The TSP has to go to their local agent and verify that someone has availability for packing and pickup between June 1-7. Then they may choose a date of June 3rd. There is the possibility for pushback on the customer side, but this request can’t always be granted. This is a change from the way the industry is used to handling dates, but there are some positives for the customer, because they have a better idea of when their shipment will be picked up.
The people doing the move counseling may not all have the same understanding of the new spread date rule, so we need to be clear about the way we communicate with customers.
It doesn’t mean they have seven days to schedule the move. It means that the requested pickup date in DPS must be within seven days of the actual scheduled pickup date. The TSP usually has to contact you within three days to verify the pickup date. So you should know your date in advance. You should not be waiting a whole week for your pickup. The seven-day window is established well in advance.
DPS has not made any updates or changes to indicate this new seven-day window. The start date of the seven-day spread is in the preferred pickup date window.
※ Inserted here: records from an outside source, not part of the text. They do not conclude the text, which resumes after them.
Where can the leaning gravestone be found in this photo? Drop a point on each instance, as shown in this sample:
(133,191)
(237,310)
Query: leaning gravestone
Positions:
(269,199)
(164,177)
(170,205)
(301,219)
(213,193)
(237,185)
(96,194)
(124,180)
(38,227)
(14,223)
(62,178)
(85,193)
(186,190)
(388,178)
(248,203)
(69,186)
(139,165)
The problem is that the “Preferred Date” is not the middle of the seven-day window, it is the start of the window. So we start on the preferred date and look for a provider that can pick it up starting on that date or seven days later.
Also, consider that Saturday and Sunday are not days that count in that agreement. There is a lot of negotiation that went on between military families and TSPs to make this happen, so it would be good to discuss this before the fact and work on a seven-day window. It’s best to have your transportation scheduled first, so you can coordinate other things around that date.